The figure of Felice Casorati stands out on the early twentieth-century Italian art scene as a silent, rather secluded, but deeply incisive presence. His art, a refined, cultured art, traversed the major currents of the century with independent step, yet always abreast of the achievements of the avant-garde. His art, now documented in a major exhibition at Milan’s Palazzo Reale (curated by Giorgina Bertolino, Fernando Mazzocca and Francesco Poli, Feb. 15 to June 29, 2025), thus went through various phases. He was at first Symbolist, for some time he even opened up to the Viennese Secession and painted works close to those of Klimt, then there was a period of juxtaposition with Cézanne, and then, in the 1920s and 1930s, Casorati’s poetics can be included in the various trends of the return to order that characterized that historical period. However, among the lines that run through his production, there are several constant threads: one of these could be identified in a precise feeling, melancholy. A feeling that is not only a psychological figure, but also becomes a kind of structuring principle of a vision, a relevant component of his painting. A theme, this one, that runs through Casorati’s works from his Paduan beginnings to his maturity, and is revealed in his choice of subjects, composition, colors, posture of the figures and even in the mental arrangement of spaces.

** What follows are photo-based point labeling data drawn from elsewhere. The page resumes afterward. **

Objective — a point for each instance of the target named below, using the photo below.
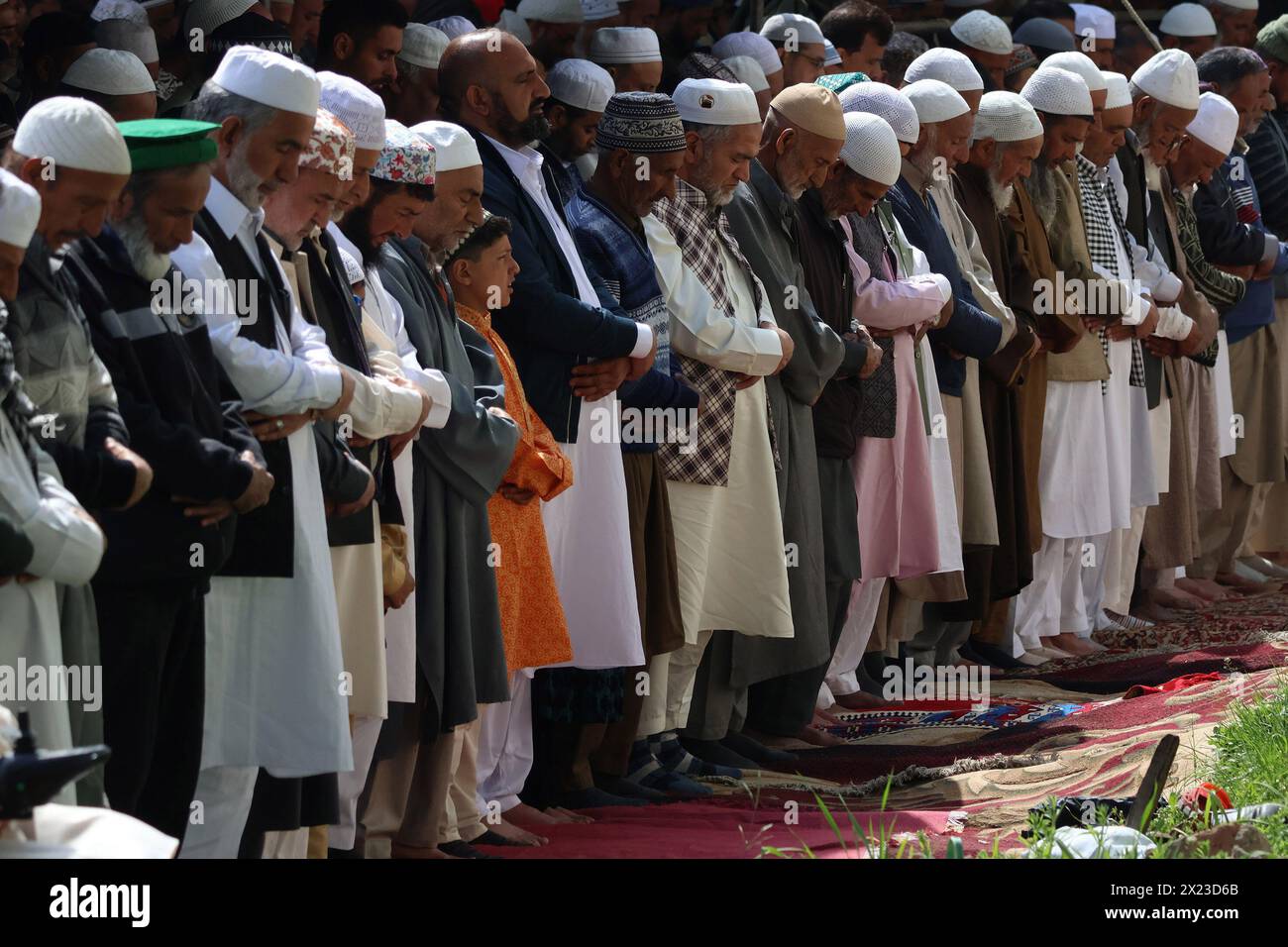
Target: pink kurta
(898, 531)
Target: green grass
(1248, 758)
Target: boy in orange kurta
(532, 620)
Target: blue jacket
(970, 331)
(546, 326)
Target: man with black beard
(554, 325)
(184, 419)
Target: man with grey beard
(184, 420)
(273, 652)
(1006, 138)
(802, 140)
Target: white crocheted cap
(984, 31)
(1171, 77)
(784, 26)
(1005, 116)
(889, 103)
(1188, 20)
(935, 101)
(1057, 91)
(871, 149)
(1216, 124)
(1120, 93)
(947, 65)
(748, 44)
(1080, 63)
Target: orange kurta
(532, 618)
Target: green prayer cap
(158, 144)
(1273, 39)
(840, 81)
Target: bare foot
(862, 699)
(1236, 581)
(1072, 643)
(527, 815)
(398, 851)
(1203, 587)
(1151, 611)
(1177, 599)
(570, 814)
(816, 737)
(825, 718)
(520, 835)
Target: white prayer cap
(1171, 77)
(1188, 20)
(716, 102)
(514, 25)
(593, 11)
(947, 65)
(209, 16)
(983, 31)
(119, 9)
(747, 71)
(782, 26)
(20, 210)
(356, 106)
(269, 78)
(1120, 93)
(452, 26)
(1057, 91)
(1006, 116)
(1094, 21)
(1216, 124)
(423, 46)
(887, 102)
(552, 11)
(1080, 63)
(581, 84)
(871, 149)
(352, 268)
(935, 101)
(454, 149)
(748, 44)
(616, 46)
(75, 133)
(124, 34)
(110, 72)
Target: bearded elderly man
(1164, 93)
(559, 316)
(800, 141)
(270, 698)
(1006, 140)
(732, 571)
(1233, 235)
(183, 415)
(948, 624)
(80, 423)
(841, 287)
(973, 331)
(63, 544)
(355, 449)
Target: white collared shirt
(526, 165)
(300, 373)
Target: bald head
(489, 81)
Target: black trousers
(154, 648)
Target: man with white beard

The early years of the century saw Casorati make his debut in a still strongly Art Nouveau and Symbolist context. But it is the Neapolitan period, between 1907 and 1911, that represents the first nucleus of a melancholic poetics in Casorati’s work. In letters sent to his friend Tersilla Guadagnini, the young Felice describes himself in a restless, almost distressed state: “How strange I am! [...] it seems to me that I have lived not a true, complete, common life, but a semi-life, a life of sleep,” and again, “I have always been a great dreamer, and perhaps I still am,” or “I persuaded myself of the futility of every effort, of every attempt [...] it was not only humiliation mine... it was also pain - intense pain - complex - intrusive.” Words that speak not only of private suffering, but of a dark and exhausted inner dimension, in which the futility of every effort becomes the only truth. It was in this climate of gloomy isolation that Casorati took refuge in the silences of Capodimonte, contemplating ancient art and creating The Old Women, a painting that he himself considered the synthesis of those early solitary studies. A canvas imbued with a heavy and immobile atmosphere, which seems to quote Bruegel’s Parable of the Blind, but in which melancholy is not only the subject, but the very substance of the painting.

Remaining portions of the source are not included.